Spielberg’s Fear of Potter

Director explains why he said 'No' to Harry


by empire |
Published on

He may be one of the most powerful people in Hollywood, but Steven Spielberg maintains that he's permanently afraid of his movies turning out to be stinkers. 'I'm the fraidy-cat who makes a picture and immediately assumes that nobody is going to show up the first day, and it will be reviled around the world,' Spielberg tells the New York Times. 'Relief is the largest reaction I have to a film that's well received and opens well. I don't celebrate. I don't have victory parties.
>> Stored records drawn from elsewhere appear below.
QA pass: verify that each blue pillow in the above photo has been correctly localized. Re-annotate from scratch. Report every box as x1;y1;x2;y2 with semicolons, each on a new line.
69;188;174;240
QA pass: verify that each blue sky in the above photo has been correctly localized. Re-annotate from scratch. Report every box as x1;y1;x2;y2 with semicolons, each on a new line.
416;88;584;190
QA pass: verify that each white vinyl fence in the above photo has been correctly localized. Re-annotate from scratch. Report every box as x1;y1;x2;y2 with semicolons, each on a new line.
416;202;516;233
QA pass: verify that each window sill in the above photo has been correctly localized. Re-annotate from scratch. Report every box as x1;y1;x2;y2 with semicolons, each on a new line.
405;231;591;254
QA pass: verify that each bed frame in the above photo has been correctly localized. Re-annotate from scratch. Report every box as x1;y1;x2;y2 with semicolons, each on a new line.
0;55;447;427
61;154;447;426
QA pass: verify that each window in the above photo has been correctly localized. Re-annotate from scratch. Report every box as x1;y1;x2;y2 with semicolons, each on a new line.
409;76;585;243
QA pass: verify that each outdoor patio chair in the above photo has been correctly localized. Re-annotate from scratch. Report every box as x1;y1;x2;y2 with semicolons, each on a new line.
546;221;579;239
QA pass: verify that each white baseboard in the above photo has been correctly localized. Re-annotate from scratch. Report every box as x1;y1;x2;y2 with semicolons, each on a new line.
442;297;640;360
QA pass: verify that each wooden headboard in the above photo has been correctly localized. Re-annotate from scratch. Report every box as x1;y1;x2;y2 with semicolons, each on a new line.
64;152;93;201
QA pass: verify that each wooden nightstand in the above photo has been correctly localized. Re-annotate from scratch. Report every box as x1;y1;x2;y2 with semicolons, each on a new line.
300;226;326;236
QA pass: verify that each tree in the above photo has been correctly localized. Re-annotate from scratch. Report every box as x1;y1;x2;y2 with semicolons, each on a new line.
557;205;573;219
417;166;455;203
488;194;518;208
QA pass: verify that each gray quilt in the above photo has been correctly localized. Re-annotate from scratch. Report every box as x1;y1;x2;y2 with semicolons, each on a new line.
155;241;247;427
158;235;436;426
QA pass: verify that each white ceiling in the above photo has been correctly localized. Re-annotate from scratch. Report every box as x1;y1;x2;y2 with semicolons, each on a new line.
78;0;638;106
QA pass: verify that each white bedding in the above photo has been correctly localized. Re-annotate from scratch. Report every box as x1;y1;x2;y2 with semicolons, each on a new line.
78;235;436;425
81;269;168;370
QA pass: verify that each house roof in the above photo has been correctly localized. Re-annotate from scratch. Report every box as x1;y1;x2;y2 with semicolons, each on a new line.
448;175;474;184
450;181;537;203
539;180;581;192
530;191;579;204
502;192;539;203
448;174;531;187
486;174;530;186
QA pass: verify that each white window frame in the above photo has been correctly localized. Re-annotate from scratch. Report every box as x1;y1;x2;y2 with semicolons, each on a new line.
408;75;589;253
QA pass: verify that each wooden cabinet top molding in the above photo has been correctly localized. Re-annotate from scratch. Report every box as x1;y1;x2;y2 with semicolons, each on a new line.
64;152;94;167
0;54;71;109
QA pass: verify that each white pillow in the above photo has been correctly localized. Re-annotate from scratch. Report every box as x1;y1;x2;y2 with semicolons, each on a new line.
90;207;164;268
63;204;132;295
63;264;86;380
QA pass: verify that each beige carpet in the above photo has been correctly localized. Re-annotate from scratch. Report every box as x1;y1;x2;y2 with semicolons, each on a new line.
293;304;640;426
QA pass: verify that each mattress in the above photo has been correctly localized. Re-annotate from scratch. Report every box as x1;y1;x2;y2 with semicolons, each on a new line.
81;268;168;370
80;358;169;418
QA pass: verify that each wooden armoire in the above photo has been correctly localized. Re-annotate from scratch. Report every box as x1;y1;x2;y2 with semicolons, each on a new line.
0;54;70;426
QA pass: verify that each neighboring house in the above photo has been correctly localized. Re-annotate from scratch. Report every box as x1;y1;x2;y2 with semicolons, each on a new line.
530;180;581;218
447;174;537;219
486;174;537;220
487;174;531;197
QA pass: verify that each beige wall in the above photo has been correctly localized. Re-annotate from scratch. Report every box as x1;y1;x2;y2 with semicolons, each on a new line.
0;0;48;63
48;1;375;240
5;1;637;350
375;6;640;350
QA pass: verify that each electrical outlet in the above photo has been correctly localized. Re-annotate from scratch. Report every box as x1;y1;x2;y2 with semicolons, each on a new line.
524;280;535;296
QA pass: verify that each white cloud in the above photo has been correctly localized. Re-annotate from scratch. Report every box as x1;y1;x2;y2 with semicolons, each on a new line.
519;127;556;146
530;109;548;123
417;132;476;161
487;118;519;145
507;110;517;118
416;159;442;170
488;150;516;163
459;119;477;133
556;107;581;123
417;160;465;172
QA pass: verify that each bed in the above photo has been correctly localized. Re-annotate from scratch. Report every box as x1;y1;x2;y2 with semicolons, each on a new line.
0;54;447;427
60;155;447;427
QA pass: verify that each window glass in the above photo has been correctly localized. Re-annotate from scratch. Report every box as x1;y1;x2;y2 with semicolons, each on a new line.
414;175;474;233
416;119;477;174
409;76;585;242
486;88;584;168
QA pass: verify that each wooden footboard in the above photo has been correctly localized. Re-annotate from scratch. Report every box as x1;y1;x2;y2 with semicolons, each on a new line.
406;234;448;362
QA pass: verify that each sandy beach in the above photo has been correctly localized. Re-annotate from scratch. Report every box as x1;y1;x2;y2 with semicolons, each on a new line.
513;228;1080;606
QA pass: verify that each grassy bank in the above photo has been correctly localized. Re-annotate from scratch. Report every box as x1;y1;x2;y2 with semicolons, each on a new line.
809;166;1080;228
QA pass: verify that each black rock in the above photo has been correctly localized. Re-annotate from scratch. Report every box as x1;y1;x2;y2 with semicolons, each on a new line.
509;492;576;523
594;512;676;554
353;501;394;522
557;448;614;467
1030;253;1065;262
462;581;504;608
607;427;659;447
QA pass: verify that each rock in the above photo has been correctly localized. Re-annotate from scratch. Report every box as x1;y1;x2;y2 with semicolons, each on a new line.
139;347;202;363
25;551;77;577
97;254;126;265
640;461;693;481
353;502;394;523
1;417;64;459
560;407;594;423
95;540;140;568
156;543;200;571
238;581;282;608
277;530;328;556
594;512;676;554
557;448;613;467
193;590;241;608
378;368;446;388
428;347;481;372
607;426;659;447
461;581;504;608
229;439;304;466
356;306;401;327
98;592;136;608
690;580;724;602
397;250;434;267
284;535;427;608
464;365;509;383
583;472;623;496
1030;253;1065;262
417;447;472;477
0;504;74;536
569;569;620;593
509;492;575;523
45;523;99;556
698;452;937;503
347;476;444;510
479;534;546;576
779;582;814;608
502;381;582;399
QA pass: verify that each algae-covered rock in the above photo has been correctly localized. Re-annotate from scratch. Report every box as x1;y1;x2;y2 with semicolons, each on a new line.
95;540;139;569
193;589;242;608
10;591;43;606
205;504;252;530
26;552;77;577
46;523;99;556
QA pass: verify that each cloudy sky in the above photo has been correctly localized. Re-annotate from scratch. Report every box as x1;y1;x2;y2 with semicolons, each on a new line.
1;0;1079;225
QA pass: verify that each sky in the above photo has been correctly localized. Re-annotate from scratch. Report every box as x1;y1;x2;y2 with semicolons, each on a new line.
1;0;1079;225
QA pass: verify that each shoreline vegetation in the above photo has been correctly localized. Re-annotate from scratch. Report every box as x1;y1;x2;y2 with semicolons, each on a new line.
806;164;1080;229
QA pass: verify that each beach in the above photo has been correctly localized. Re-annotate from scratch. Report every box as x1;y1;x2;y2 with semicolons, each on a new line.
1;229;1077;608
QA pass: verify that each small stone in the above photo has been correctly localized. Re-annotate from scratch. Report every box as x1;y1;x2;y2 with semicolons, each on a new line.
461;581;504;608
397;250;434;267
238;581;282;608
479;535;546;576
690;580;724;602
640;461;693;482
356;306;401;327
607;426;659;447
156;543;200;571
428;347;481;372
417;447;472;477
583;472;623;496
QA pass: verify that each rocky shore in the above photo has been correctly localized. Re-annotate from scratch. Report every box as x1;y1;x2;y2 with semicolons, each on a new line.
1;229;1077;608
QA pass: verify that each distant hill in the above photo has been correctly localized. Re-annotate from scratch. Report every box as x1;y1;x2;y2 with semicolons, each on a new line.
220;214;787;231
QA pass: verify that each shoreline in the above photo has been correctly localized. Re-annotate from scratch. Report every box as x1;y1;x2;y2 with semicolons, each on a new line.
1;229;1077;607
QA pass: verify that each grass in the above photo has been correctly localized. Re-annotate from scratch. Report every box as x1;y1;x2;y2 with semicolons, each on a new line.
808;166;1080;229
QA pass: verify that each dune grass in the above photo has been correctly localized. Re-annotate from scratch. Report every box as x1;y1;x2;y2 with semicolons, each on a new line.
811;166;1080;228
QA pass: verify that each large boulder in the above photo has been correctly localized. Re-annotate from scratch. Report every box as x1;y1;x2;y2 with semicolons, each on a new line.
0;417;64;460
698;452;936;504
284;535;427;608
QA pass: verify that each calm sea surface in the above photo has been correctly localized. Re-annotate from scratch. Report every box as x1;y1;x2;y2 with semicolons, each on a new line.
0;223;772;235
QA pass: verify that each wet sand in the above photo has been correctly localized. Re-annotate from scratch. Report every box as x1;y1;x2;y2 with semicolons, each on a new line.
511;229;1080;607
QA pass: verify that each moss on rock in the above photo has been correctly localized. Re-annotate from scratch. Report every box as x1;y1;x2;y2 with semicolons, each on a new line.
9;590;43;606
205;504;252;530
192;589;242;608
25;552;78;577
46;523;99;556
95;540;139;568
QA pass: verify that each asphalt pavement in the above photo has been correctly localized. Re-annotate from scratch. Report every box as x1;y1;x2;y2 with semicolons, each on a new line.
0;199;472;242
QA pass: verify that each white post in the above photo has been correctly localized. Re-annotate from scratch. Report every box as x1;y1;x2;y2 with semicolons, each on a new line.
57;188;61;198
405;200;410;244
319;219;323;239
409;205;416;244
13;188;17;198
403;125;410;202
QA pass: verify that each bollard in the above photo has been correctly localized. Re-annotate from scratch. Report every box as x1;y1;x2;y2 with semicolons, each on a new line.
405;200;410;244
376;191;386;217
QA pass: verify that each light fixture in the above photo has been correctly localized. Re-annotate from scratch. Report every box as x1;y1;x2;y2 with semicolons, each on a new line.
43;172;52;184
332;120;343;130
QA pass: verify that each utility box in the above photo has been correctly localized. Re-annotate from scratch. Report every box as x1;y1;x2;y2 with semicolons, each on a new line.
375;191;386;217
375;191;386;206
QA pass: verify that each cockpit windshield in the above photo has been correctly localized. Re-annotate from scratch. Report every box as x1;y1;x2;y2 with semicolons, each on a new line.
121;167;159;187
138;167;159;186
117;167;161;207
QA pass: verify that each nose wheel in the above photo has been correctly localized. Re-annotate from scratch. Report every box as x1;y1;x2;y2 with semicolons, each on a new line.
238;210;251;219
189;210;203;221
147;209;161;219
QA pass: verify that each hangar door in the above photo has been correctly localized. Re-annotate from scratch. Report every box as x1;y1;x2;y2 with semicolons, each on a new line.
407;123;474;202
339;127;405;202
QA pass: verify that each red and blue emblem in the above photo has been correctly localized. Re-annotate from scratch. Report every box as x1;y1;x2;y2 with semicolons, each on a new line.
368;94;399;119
I simply feel relief.' Given that his last movie, Saving Private Ryan, grossed upwards of $500 million - it seems Spielberg has little to fear from a movie-going public that will flock in their millions to see dismal sequels like The Mummy Returns. But it's the kind of rejection that the director received after The Color Purple that in the end prevented him from taking on the movie many were hoping to see him direct - Harry Potter. "[The Colour Purple] was a film where there was more ink shed on the comparison with the Alice Walker novel than there was on the merits or problems with the film,' explains Spielberg. 'Every kid in the world will be waiting to see how close `Harry Potter' will be to the books," he said. "And if they make it religiously and everybody gives it up to the book, there will be tremendous satisfaction.' 'For me it was like shooting ducks in a barrel. It was a slamdunk. It would have been like drawing up a check for $1bn and putting it into my account.' Asked what he will make next, Spielberg says; 'I have three irons in the fire.' Those three are Memoirs of a Geisha, which Spielberg says he will 'probably' direct, a movie adaptation of Daniel Wallace's novel Big Fish and a film about the final six years of Abraham Lincoln's life.